Tuesday, May 31, 2005

Box Store Moratorium

We are posting a draft proposal that details the need for New York City to do an in-depth and impartial study of the impact of the proliferation of box stores on New York City’s economy and neighborhoods. We welcome all comments. With the mayor touting all of his outer borough economic development issues it is about time we get good policy analysis that evaluates the impacts of these projects.

It is, however, important to point out (as one of our readers already has cogently done), a great deal of what passes for economic impact analysis is often simply partisan pap. We’d welcome any ideas, and would probably post the ones that are most germane, on how to create the best method for insuring independent project analysis. If we simply throw up our hands and say, “All work is self-serving” then we are left with a defeatism that leaves the process evaluation to the politically strongest.

Subsidy Review Procedures

That being said, it is also true that ULURP does not include any evaluation of the level of public subsidies provided to a development. Without fully knowing the political legs of the state legislation sponsored by Richard Brodsky and promoted by New York Jobs with Justice, isn’t it a good idea to see if we can’t replicate the proposal at the city level?

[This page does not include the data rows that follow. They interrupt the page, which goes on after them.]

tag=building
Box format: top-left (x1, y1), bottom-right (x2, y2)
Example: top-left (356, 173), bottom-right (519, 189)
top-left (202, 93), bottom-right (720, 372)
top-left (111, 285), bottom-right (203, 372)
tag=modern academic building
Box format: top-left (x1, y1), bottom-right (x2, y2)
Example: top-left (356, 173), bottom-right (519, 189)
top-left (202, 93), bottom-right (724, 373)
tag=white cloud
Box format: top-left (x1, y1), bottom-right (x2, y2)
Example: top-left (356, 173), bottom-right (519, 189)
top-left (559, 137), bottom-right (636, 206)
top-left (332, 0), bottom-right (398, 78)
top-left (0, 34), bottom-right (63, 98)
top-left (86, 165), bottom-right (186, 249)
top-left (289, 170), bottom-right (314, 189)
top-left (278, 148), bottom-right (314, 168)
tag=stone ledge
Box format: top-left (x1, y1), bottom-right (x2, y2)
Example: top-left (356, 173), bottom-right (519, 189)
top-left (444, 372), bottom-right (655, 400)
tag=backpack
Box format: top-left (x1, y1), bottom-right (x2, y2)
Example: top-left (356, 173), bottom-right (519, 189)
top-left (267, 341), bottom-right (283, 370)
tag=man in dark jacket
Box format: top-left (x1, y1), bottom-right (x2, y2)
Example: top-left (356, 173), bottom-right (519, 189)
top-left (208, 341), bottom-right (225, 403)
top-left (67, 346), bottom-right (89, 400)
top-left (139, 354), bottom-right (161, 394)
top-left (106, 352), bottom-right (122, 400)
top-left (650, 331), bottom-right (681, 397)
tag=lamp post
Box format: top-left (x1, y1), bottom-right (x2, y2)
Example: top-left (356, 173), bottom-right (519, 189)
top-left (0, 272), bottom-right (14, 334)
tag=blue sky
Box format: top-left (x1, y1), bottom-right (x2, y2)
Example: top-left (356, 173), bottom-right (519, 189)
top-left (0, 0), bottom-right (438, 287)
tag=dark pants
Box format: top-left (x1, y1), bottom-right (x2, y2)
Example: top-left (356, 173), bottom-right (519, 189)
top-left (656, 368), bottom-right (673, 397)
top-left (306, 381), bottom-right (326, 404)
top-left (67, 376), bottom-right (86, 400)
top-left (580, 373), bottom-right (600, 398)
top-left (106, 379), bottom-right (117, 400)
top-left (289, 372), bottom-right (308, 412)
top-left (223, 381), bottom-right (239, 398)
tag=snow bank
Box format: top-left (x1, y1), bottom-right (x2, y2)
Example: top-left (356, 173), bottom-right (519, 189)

In our view, such a Community Impact Review should precede certification and be done so that those involved in the land use review process could have all the information prior to signing off. A project may pass muster on its own but fail to be approved because, while having some merit, it nonetheless lacked sufficient value to justify a high level of public subsidy. In addition if, after approval, a project seeks additional finances these too should signal a renewed review process (kind of like a supplemental EIS).